Sweet Potato Soup with Chili and Gruyere
4 servings
60 minutes
Sweet potato soup with chili and Gruyère is a harmony of warmth and tenderness in one bowl. This recipe has roots in European cuisine, blending spicy and soft notes. Sweet potato, known for its sweetness, perfectly complements the heat of chili and the aroma of coriander, creating a balance of flavors. The creamy texture achieved through puréeing makes the dish particularly cozy. The finishing touch is Gruyère cheese, adding a light nutty zest. This soup not only warms you on a cool day but also serves as an exquisite option for a cozy dinner. Serve with crispy toasts or fresh baguette to highlight its delicate consistency.

1
Melt a piece of butter in a pot, add finely chopped onion, finely chopped chili, coriander, and finely chopped garlic.
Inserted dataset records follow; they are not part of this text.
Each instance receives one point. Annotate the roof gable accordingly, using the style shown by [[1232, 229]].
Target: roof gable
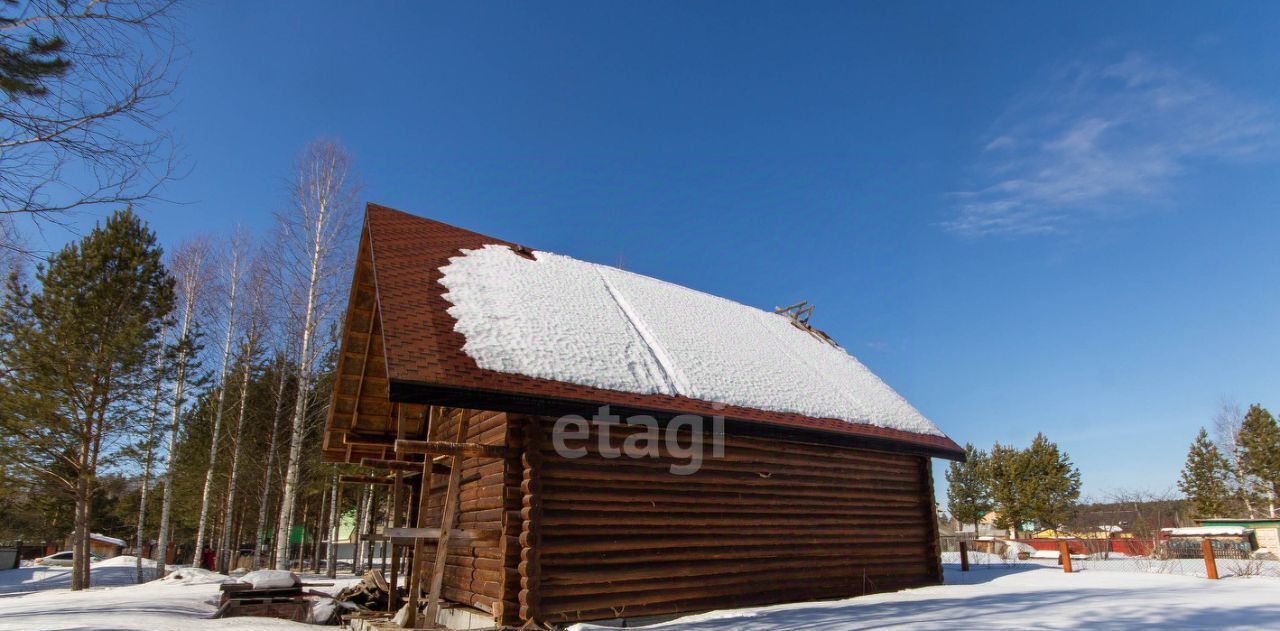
[[430, 344]]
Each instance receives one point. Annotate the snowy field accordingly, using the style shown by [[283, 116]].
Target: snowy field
[[1018, 595], [112, 572], [37, 599], [1025, 595]]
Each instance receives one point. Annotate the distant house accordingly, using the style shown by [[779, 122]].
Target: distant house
[[1266, 531], [103, 545], [1185, 543]]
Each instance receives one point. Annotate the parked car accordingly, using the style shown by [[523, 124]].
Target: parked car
[[64, 559]]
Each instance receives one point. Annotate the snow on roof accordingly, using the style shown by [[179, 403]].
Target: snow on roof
[[1208, 531], [106, 539], [567, 320]]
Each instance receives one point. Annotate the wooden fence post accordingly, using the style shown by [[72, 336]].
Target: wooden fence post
[[1210, 561]]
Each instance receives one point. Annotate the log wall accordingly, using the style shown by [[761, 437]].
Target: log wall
[[768, 522], [474, 575]]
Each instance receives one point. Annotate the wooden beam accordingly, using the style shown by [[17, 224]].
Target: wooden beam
[[401, 465], [415, 577], [449, 519], [364, 479], [456, 535], [446, 448]]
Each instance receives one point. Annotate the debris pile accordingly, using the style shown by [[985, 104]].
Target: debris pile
[[366, 598]]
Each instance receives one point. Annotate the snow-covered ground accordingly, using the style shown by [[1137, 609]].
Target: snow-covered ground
[[37, 599], [110, 572], [1015, 595], [1025, 595]]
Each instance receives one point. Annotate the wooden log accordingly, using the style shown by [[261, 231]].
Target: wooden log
[[456, 448], [362, 479], [461, 536], [415, 583], [1210, 559], [447, 520], [400, 465]]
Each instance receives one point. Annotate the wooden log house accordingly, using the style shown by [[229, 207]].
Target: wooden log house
[[813, 493]]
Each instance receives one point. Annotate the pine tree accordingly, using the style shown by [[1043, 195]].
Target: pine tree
[[1051, 484], [26, 65], [1002, 470], [1206, 478], [968, 492], [1260, 452], [76, 356]]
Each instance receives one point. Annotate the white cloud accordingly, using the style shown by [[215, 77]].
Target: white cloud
[[1100, 141]]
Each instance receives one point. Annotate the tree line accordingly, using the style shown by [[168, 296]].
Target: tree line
[[1238, 471], [1036, 487], [179, 396]]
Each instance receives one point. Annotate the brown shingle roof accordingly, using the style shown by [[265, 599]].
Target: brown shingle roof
[[425, 361]]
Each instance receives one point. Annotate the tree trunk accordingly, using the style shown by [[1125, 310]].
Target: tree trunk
[[323, 200], [297, 434], [234, 469], [270, 467], [220, 408], [80, 536], [146, 469], [357, 530], [334, 524]]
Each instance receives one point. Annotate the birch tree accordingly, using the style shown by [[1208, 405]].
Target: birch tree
[[314, 234], [188, 269], [282, 379], [254, 328], [231, 282], [149, 451]]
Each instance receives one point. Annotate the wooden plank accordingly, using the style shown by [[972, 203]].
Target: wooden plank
[[448, 520], [364, 479], [460, 535], [456, 448], [401, 465], [415, 580]]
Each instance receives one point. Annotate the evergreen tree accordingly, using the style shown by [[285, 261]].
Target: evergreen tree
[[26, 65], [968, 492], [1051, 484], [76, 356], [1002, 470], [1206, 478], [1260, 452]]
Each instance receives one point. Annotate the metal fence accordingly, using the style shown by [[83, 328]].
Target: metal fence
[[1182, 558]]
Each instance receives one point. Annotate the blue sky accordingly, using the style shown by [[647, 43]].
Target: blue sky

Sauté for about 8 minutes until soft.
- Butter: to taste
- Onion: 1 head
- Red chili pepper: 1 piece
- Ground coriander: 1 teaspoon
- Garlic: 2 cloves
2
Add the peeled and chopped sweet potato and fry for a few more minutes.
- Sweet potato: 750 g
3
Pour in the broth, bring to a boil, reduce the heat, and simmer for 10 minutes until the vegetables are tender. Season with salt and pepper.
- Vegetable broth: 500 ml
- Paprika: pinch
4
Blend the soup until smooth, pour it into bowls, and serve topped with grated cheese and a sprinkle of paprika.